High street banks still financing fossil fuel growth

The UK's high street banks are profiting from some of the world's dirtiest fossil fuel projects despite committing to deliver the Paris Agreement goals of limiting global warming to below 2C.

That is a key conclusion of a new report released by charity organisation Christian Aid. Despite backing the Paris objectives, Barclays, HSBC, Lloyds and RBS have barely changed their lending policies or actions in the two years since the deal was signed, Christian Aid claims.

It reveals that the banks are all funding companies behind Colombia’s Cerrejón coal mine, which produced more than 33 million tonnes of coal in 2015. And between them, these institutions have committed an estimated €1.5bn to loan deals for a major oil field in Kenya, which could produce about two-thirds of the country’s emissions in the future, the report claims. 

Christian Aid chair and former Archbishop of Canterbury Rowan Williams urged the chief executives of these banks to make clear and time-specific pledges to replace fossil fuel investments with cleaner solutions.

Williams said: “This year we have seen extreme weather displacing millions of people in South Asia and bringing death and destruction in the Caribbean and the United States. These communities count the cost in lives lost.  But British investors, including banks, continue to count profits from just those fossil fuel investments that contribute to climate chaos.”

‘Mounting urgency’

The report coincided with a new ComRes poll which shows that 80% of the UK public believe it is morally wrong for banks to profit from climate-wreaking investments. A further 77% said that banks should be stopped from investing their savings in projects that damage the environment.

“The moral case is clear, and the public increasingly recognise this,” Williams added. “The urgency is mounting.”

Christian Aid’s report shows that the world is still investing over three times more in fossil fuels than renewables, despite the tumbling prices of low-carbon alternatives. If this trajectory continues the global economy will have financed a stunning $23trn into fossil fuels by 2050, Christian Aid warns, leaving the Paris objectives in tatters.

Access for all

The report comes in the same week as research suggested that the World Bank must dedicate more capital to achieve its goal to reach universal energy access by 2030. The report by the Bank Information Center Europe, the Swedish Society for Nature Conservation and The Big Shift Campaign warns that the World Bank is not prioritising enough of its own budget for energy access.

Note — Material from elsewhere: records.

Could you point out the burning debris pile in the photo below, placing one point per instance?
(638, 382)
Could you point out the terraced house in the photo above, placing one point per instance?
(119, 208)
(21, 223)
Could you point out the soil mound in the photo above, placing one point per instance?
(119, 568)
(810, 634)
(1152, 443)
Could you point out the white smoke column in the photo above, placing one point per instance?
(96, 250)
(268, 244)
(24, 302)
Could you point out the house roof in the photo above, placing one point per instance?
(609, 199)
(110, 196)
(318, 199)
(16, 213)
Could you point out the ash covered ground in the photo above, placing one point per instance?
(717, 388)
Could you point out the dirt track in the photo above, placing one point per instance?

World Bank delivered $1.5bn in 2016 towards improving energy access out of a total $11.5bn (13%) of the Bank’s energy budget, the report found. This figure should be ramped up to $5.75bn, claimed researchers, who also believe the World Bank should directly contribute to at least 15 million people gaining electricity annually.

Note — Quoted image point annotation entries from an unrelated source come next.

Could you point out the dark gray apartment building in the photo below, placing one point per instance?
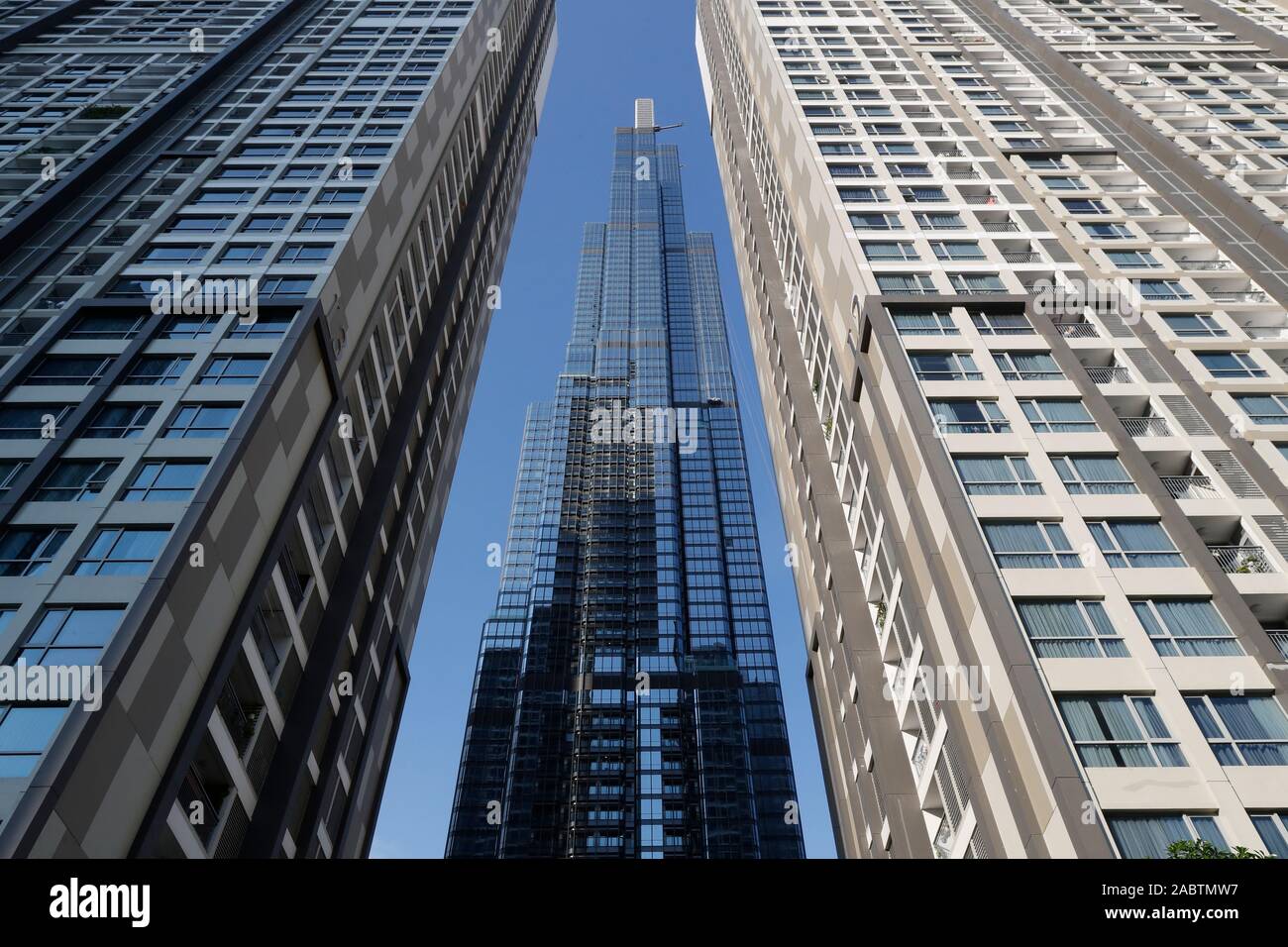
(248, 257)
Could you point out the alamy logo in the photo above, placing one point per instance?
(24, 684)
(645, 425)
(73, 899)
(191, 296)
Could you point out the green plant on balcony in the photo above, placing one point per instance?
(103, 111)
(1202, 848)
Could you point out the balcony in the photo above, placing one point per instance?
(1146, 427)
(1241, 561)
(1109, 375)
(1190, 488)
(1078, 330)
(1280, 641)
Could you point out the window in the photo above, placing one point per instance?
(1001, 322)
(1070, 629)
(1147, 836)
(316, 223)
(977, 283)
(266, 224)
(202, 420)
(876, 222)
(939, 222)
(1030, 545)
(956, 250)
(245, 253)
(174, 254)
(189, 326)
(1132, 260)
(1234, 365)
(1273, 828)
(305, 253)
(71, 635)
(1057, 416)
(1119, 731)
(123, 551)
(1248, 731)
(25, 732)
(997, 475)
(75, 480)
(263, 328)
(1134, 544)
(106, 328)
(119, 420)
(232, 369)
(200, 224)
(1028, 367)
(156, 369)
(862, 195)
(22, 421)
(1162, 290)
(1093, 474)
(165, 480)
(1185, 628)
(944, 367)
(913, 283)
(1193, 324)
(923, 322)
(1109, 231)
(1081, 205)
(26, 551)
(67, 369)
(969, 418)
(1263, 408)
(892, 250)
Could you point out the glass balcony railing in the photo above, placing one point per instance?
(1241, 561)
(1190, 488)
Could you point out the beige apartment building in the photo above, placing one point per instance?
(1017, 277)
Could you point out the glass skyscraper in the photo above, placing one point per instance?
(627, 701)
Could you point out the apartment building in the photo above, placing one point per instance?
(627, 701)
(1016, 282)
(246, 260)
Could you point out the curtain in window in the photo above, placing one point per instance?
(1134, 536)
(1100, 474)
(1270, 834)
(1252, 718)
(1012, 540)
(987, 475)
(1190, 620)
(1034, 364)
(1146, 836)
(1260, 405)
(1057, 620)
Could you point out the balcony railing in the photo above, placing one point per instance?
(1190, 488)
(1146, 427)
(1109, 375)
(1224, 296)
(1078, 330)
(1240, 561)
(1280, 639)
(1206, 265)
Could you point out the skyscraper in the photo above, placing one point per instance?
(1014, 273)
(626, 701)
(246, 260)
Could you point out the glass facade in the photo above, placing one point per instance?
(627, 701)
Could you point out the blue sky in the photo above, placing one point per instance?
(609, 54)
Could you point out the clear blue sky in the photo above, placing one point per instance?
(609, 54)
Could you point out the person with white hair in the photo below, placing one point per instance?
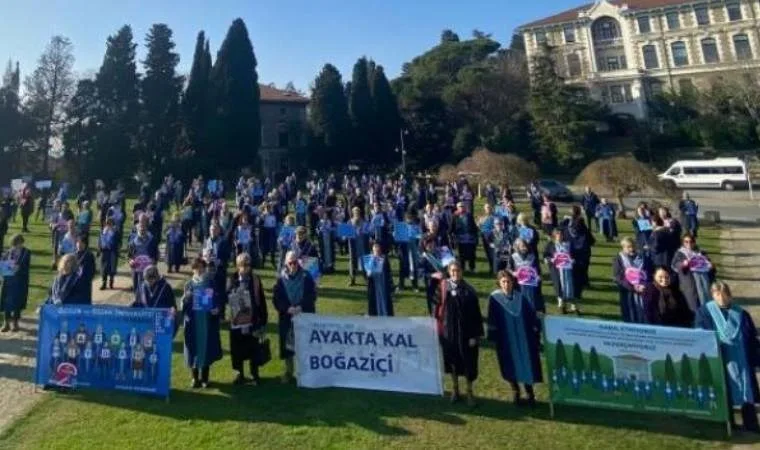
(294, 293)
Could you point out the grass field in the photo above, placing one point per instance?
(276, 416)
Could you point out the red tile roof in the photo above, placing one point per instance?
(270, 94)
(572, 14)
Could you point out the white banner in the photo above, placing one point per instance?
(400, 354)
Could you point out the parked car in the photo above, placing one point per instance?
(555, 190)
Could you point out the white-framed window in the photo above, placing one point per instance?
(742, 47)
(680, 54)
(644, 25)
(734, 10)
(710, 53)
(649, 52)
(569, 32)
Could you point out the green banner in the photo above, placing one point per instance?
(641, 368)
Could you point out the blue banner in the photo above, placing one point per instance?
(105, 347)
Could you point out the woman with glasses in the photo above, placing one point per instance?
(248, 316)
(294, 293)
(695, 272)
(460, 327)
(740, 350)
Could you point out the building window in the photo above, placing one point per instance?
(742, 47)
(674, 20)
(282, 139)
(644, 25)
(680, 55)
(605, 29)
(616, 94)
(734, 11)
(703, 14)
(569, 34)
(710, 51)
(573, 65)
(650, 57)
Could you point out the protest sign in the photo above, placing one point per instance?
(105, 347)
(399, 354)
(632, 367)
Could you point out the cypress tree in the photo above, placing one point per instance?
(234, 96)
(161, 90)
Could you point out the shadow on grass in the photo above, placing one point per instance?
(272, 402)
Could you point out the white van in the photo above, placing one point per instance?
(722, 173)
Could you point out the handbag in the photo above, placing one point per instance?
(264, 352)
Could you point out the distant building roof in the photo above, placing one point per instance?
(270, 94)
(572, 14)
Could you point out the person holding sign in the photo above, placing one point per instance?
(525, 267)
(460, 327)
(294, 293)
(740, 350)
(15, 289)
(201, 308)
(631, 269)
(559, 257)
(379, 283)
(248, 317)
(695, 273)
(514, 328)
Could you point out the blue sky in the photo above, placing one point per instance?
(292, 39)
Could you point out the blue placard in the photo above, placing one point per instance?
(203, 299)
(346, 231)
(105, 347)
(401, 232)
(644, 224)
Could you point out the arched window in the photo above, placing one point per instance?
(710, 51)
(650, 57)
(680, 55)
(605, 29)
(742, 47)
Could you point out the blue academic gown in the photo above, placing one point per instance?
(203, 345)
(514, 328)
(739, 349)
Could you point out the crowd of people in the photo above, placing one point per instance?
(434, 234)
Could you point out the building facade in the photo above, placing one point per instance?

While it appears that major banks are failing to seize the opportunities presented by the shift to a low-carbon economy, there are a growing number of banking models examples which focus on financing for a clean energy future.

Sustainable banking group Triodos’ new personal account is challenging the practices of many high-street banks by providing transparency by publishing details of every loan it makes online. The account reflects Triodos’ pledge to introduce a “radical new approach” to the banking system; placing environmental and social wellbeing at the heart of financial transactions.

Meanwhile, 11 of the world’s top banks, including Barclays and Santander, have jointly committed to adopt key elements of the Task Force on Climate-related Financial Disclosures (TCFD) framework which seeks to improve climate transparency in the financial industry.